„Brak ochrony amerykańskiej cyberprzestrzeni to jeden z najbardziej palących problemów związanych z bezpieczeństwem narodowym, przed jakim stoi nowa administracja” – stwierdzają autorzy niemal 100-stronicowego raportu prestiżowego Ośrodka Studiów Strategicznych i Międzynarodowych (CSIS) w Waszyngtonie.
– To będzie jeden z priorytetów nowego rządu – przewiduje w rozmowie z „Rz” ekspert CSIS James Lewis, dyrektor projektu. Komisji współprzewodniczyło dwóch kongresmenów i emerytowany generał wojska, zasiedli w niej także eksperci, przedstawiciele czołowych uczelni oraz największych amerykańskich firm informatycznych, takich jak Microsoft, Cisco czy IBM.
[wyimek]Eksperci wzywają Baracka Obamę, by stworzył urząd do spraw ochrony Internetu[/wyimek]
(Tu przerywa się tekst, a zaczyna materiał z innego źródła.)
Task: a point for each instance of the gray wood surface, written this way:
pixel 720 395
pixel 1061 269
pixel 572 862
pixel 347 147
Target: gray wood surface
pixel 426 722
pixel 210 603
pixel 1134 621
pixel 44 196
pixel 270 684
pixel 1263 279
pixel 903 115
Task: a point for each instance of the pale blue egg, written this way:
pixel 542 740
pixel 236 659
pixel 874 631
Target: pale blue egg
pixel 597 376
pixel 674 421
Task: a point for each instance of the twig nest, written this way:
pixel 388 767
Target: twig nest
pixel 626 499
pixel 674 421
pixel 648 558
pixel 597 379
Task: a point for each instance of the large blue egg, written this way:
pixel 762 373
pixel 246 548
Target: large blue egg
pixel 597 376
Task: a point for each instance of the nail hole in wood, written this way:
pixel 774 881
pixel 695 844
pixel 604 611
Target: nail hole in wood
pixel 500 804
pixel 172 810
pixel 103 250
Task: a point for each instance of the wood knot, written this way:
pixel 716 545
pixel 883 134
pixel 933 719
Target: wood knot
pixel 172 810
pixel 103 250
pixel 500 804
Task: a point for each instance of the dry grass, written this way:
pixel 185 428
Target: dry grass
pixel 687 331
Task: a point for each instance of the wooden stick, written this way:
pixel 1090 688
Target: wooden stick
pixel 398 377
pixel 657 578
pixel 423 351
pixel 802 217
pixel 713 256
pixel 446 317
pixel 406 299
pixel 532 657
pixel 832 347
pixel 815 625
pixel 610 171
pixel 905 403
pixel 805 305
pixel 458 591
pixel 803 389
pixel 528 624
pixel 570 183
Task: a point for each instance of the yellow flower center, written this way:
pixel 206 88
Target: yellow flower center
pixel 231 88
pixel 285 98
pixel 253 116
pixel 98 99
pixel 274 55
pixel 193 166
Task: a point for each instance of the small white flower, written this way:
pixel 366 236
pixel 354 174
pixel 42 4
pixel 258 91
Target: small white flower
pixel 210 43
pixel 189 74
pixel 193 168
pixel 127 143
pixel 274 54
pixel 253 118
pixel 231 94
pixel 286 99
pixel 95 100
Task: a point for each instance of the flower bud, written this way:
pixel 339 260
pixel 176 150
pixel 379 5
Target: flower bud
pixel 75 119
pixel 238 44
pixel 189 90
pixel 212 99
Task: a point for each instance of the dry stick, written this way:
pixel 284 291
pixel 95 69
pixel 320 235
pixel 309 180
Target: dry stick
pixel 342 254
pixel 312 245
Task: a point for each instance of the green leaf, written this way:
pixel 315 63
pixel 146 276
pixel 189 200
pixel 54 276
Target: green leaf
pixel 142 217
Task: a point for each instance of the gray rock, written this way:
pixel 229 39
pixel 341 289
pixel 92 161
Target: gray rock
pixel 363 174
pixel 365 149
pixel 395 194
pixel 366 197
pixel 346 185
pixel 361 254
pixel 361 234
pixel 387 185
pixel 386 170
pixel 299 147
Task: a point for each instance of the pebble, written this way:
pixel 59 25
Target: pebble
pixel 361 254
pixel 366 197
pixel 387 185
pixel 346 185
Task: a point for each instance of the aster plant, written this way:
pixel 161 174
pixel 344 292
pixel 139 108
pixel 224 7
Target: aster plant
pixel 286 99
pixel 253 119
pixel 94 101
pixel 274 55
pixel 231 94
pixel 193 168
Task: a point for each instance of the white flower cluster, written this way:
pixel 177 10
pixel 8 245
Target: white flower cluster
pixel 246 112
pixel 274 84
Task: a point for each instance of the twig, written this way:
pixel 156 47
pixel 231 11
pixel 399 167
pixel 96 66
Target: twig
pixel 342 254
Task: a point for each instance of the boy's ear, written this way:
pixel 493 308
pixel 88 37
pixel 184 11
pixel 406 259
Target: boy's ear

Komisja została powołana w 2007 roku w reakcji na niebezpieczne cyberataki na agencje rządu federalnego, w tym Departament Stanu, Bezpieczeństwa Wewnętrznego, Obrony i Handlu. Rząd nie ujawnił dotąd, jak ważne informacje zostały skradzione, ale zdaniem dyrektora Instytutu SANS i jednego z czołowych amerykańskich specjalistów od bezpieczeństwa w sieci Alana Pallera straty muszą być ogromne. – Świadczy o tym decyzja prezydenta Busha, by wydać miliardy dolarów na cyberzabezpieczenia – twierdzi Paller. Inni eksperci biją na alarm: obca ingerencja w amerykańskie sieci komputerowe ma miejsce dzień w dzień.
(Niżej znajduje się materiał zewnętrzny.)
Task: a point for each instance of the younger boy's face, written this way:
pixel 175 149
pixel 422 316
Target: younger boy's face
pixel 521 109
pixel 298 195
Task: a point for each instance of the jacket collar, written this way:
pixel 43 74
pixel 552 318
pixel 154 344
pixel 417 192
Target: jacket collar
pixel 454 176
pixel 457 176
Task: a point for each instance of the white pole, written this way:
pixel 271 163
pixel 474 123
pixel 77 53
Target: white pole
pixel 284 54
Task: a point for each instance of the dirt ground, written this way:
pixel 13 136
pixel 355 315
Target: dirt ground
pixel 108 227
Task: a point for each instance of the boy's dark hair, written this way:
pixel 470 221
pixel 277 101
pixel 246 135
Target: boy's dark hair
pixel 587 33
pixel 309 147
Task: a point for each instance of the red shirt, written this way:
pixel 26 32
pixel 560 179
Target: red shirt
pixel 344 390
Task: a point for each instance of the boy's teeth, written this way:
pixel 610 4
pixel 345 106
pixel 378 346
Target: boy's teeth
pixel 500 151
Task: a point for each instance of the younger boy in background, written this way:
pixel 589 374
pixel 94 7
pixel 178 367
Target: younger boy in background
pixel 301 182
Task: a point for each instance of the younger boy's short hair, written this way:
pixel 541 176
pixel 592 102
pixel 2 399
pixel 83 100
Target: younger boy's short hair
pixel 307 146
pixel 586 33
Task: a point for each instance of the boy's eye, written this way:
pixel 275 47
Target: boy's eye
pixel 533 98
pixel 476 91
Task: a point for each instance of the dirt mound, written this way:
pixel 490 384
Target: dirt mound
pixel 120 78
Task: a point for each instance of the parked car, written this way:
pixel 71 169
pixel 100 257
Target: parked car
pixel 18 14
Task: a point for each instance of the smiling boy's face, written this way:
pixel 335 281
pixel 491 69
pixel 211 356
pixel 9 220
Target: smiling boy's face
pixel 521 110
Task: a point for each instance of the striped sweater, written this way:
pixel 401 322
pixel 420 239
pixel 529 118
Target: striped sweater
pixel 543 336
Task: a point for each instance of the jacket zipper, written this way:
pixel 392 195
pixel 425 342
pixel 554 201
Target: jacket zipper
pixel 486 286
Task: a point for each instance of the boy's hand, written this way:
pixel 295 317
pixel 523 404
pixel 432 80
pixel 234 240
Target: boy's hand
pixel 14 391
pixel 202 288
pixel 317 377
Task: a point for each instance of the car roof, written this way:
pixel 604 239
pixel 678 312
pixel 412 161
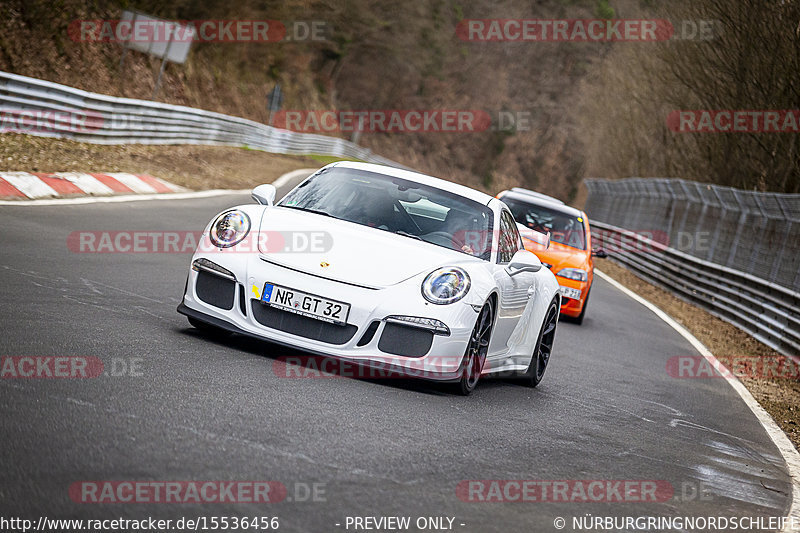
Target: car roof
pixel 424 179
pixel 537 194
pixel 541 199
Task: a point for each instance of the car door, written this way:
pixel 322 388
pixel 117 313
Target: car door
pixel 515 291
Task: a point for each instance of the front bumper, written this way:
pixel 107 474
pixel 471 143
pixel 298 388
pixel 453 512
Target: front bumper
pixel 368 339
pixel 570 305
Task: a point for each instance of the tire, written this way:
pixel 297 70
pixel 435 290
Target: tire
pixel 544 346
pixel 579 319
pixel 207 328
pixel 477 348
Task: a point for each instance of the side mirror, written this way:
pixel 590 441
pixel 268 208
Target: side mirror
pixel 523 261
pixel 542 239
pixel 264 194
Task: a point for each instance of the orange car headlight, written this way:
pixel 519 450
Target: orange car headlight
pixel 577 274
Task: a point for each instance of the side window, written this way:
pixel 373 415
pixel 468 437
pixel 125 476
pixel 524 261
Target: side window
pixel 510 240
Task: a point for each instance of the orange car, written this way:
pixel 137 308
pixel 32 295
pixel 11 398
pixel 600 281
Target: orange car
pixel 569 255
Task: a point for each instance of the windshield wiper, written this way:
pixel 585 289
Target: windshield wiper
pixel 406 234
pixel 315 211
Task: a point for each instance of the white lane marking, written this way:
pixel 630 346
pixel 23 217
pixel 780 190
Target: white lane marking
pixel 127 198
pixel 131 181
pixel 779 438
pixel 289 176
pixel 85 182
pixel 28 184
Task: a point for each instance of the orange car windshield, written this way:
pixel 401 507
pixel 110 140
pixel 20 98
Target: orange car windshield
pixel 563 229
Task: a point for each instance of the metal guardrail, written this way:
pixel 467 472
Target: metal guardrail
pixel 749 231
pixel 767 311
pixel 112 120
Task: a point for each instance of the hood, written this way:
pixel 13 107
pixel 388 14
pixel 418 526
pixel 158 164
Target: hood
pixel 559 256
pixel 353 253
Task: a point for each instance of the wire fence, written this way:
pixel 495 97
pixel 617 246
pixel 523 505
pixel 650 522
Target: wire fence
pixel 42 108
pixel 753 232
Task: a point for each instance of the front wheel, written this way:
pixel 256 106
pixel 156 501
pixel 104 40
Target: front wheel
pixel 475 356
pixel 544 346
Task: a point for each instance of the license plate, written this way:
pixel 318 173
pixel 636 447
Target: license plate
pixel 569 292
pixel 303 303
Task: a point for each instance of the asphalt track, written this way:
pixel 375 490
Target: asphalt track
pixel 203 408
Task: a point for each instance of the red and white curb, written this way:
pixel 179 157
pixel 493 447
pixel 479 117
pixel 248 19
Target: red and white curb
pixel 288 179
pixel 40 185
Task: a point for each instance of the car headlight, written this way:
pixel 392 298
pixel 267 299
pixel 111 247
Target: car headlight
pixel 577 274
pixel 446 285
pixel 229 228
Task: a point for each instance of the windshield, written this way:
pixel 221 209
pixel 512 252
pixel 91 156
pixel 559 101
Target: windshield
pixel 399 206
pixel 563 229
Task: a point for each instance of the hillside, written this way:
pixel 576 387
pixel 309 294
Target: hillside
pixel 376 56
pixel 586 108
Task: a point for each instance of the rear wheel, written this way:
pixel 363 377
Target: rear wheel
pixel 579 319
pixel 544 346
pixel 475 356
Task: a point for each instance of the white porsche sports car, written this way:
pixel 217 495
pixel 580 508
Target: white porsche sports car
pixel 381 267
– Najlepszym określeniem byłaby tu „śmierć przez tysiąc cięć”. Każde jest niewielkie, nie stanowi samo w sobie katastrofy, ale ich łączny efekt jest niezwykle destrukcyjny. Jeśli każdego tygodnia tracimy odrobinę swej wiedzy naukowej i technologicznego przywództwa na korzyść rywali, to z czasem robi się z tego poważny problem – wyjaśnia Lewis.